Mike’s first solo album, Monster, came out in 2003 on Columbia Records. In 2005, he connected with Big Boi’s Purple Ribbon label and stole the show on the flagship single “Kryptonite (I’m on It).” The potential for bigger things was there. But so too were solo album delays, and one very public beef with his boss. So, he decided to start his own record label, Grind Time Official. He’s since dropped four albums, a few mixtapes, signed a distribution deal with T.I.’s Grand Hustle Records and introduced the world to hungry upstarts like Pill.

The independent move has been a good one for Mike. It has offered him the creative freedom to define himself and allowed his contingent of followers to grow organically, almost like a grassroots movement. His 2011 release, PL3DGE, has sold 16,000 copies without so much as a mention from most mainstream media outlets.

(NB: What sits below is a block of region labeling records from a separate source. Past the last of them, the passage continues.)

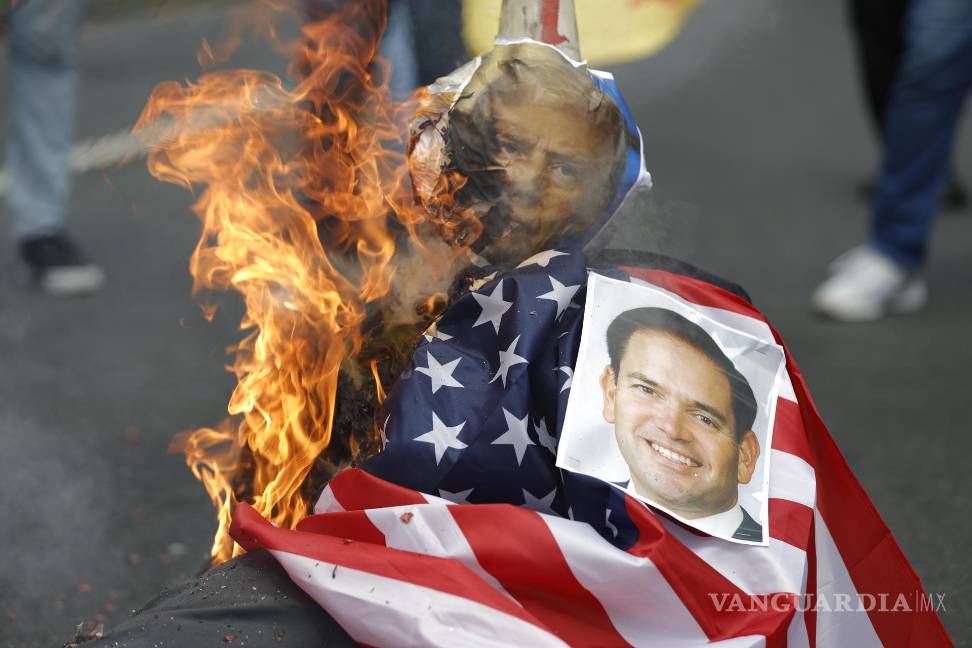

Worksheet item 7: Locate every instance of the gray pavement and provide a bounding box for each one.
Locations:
[0,0,972,647]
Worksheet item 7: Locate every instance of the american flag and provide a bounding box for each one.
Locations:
[232,248,950,647]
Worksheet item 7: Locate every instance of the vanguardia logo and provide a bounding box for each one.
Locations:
[709,592,948,612]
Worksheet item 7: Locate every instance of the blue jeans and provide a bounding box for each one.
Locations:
[6,0,84,240]
[871,0,972,271]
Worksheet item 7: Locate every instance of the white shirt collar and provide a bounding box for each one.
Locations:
[688,502,743,538]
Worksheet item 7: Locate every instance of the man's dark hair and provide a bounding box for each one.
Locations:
[607,308,756,441]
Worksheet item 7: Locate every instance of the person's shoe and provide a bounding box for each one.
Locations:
[20,233,105,296]
[942,178,969,212]
[811,245,928,322]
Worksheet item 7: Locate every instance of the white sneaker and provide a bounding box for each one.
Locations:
[811,245,928,322]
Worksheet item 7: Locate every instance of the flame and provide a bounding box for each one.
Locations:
[136,1,462,562]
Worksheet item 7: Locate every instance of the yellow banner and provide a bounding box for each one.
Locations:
[462,0,701,66]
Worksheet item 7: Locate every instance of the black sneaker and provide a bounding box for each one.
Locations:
[20,233,105,296]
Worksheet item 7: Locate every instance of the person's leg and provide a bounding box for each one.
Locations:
[871,0,972,272]
[7,0,104,295]
[7,0,83,240]
[850,0,910,137]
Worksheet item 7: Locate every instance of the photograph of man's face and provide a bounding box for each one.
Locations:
[600,308,761,540]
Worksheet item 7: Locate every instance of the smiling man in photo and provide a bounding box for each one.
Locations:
[600,308,763,542]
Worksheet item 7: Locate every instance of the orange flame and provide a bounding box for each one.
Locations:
[136,2,468,562]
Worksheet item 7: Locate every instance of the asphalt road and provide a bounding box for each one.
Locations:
[0,0,972,647]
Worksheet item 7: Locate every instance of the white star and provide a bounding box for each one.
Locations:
[489,335,526,387]
[490,407,536,466]
[413,412,466,466]
[520,488,557,515]
[415,347,463,394]
[533,419,557,455]
[537,276,580,319]
[604,509,618,538]
[516,250,569,268]
[422,322,452,342]
[472,279,513,335]
[439,488,473,504]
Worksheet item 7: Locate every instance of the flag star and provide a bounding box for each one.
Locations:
[491,407,536,466]
[557,366,574,394]
[472,279,513,335]
[516,250,569,268]
[422,322,452,342]
[439,488,474,504]
[520,488,557,515]
[604,509,618,538]
[413,412,466,466]
[415,348,464,394]
[537,276,580,319]
[533,419,557,455]
[489,335,526,387]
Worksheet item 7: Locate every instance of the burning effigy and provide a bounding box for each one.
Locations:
[85,0,947,646]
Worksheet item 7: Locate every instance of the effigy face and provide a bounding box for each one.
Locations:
[409,42,629,263]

Mike knows that some MTV-approved upstarts might snicker at such modest numbers. He doesn’t sweat it. “Y’all don’t rap as good as me,” he says, addressing a hypothetical hater. “Whatever you perceive as money I’m to have and not have, I own a business. I ain’t worried. I pick up money every week, so I’m cool. I just need you to know that, in the fraternity of rap, I’m in a room you can’t go. I’m in the room with all the guys you admire and you want to be. That’s where I am.”